Disruptive forces impacting the role of procurement

Procurement is having to change and adapt its role in response to disruptive forces.

The forces include:

  • Global business environment. Global and domestic political turmoil is unsettling traditionally stable markets and cascading into new tariffs and trade agreements. Immigration policy changes are impacting the availability of skilled resources, and this is causing uncertain financial and commodity markets.
  • Organization and talent. The growth of the gig economy and the contingent workforce is expected to continue and fundamentally change the concept of employees. This is accompanied by evolving expectations from millennials, who value purpose-driven missions.
  • Sustainability and risk management. Enterprises must continually adapt to a volatile regulatory environment.
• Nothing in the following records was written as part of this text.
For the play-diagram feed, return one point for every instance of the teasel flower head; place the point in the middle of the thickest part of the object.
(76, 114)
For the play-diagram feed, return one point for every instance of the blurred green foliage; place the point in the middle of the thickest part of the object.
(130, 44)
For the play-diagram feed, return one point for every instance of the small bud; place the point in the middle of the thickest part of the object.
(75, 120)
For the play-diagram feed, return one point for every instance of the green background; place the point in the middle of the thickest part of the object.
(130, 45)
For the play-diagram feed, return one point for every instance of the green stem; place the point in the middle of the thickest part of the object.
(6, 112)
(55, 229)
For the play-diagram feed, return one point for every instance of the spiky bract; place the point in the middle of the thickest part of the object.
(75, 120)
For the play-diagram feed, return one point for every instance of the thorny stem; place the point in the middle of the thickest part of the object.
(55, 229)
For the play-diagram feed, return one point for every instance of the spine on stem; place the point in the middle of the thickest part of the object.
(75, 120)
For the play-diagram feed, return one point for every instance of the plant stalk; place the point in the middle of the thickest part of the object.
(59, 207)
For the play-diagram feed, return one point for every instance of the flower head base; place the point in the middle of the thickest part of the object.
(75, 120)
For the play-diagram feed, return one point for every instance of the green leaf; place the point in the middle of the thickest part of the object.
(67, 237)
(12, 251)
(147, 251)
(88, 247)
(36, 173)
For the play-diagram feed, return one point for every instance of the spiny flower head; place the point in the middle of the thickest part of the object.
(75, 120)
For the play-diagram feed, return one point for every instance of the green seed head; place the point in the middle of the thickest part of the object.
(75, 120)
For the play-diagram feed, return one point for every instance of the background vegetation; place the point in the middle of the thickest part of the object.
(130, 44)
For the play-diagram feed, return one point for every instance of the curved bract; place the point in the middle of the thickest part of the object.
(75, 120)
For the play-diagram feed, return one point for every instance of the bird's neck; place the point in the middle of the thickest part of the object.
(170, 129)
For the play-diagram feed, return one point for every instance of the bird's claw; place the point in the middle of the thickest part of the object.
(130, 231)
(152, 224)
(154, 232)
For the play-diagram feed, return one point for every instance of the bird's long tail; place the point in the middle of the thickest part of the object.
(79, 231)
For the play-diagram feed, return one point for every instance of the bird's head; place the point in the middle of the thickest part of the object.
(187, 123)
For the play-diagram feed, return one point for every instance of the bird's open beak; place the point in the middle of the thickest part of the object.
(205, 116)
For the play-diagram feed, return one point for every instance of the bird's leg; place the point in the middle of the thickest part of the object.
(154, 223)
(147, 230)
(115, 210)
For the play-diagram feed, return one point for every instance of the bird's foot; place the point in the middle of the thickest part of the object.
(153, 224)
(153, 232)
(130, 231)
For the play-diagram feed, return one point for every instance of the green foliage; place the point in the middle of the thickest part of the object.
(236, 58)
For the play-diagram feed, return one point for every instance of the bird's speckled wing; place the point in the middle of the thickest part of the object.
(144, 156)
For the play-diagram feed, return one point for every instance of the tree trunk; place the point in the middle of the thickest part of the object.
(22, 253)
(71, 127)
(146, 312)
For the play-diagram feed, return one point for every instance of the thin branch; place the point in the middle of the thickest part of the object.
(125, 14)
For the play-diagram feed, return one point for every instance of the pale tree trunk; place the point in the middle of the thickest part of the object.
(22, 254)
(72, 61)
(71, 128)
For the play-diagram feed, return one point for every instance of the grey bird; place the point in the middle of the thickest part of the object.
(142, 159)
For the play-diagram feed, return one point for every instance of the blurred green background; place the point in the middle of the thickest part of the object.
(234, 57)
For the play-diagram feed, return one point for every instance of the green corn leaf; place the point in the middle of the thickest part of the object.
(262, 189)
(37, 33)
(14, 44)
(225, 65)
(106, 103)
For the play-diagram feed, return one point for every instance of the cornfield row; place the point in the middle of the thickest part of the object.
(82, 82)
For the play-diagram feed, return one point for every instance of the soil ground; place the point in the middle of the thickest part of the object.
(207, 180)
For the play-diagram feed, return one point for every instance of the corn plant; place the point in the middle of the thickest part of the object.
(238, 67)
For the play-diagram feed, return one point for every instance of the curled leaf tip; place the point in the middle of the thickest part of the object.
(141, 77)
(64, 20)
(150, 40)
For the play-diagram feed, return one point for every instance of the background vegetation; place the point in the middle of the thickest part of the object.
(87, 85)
Lean supply chains are also leading to dependencies on subtier suppliers that are often not well understood. In addition, there is increasing consumer sensitivity to sustainable products.
  • Innovation and growth. The continuing convergence of business models, and the global growth by well-funded competitors, results in shorter product life cycles. This requires companies to drive their own growth and innovation by collaborating effectively with their ecosystem of suppliers.
  • Digital technology enablers. Companies are testing how to solve issues by deploying emerging technologies such as artificial intelligence, robotic process automation, blockchain, the Internet of Things (IoT), advanced analytics, chatbots and 3D printing. Leaders are shifting from a mindset of “going digital” to “being fully digital.”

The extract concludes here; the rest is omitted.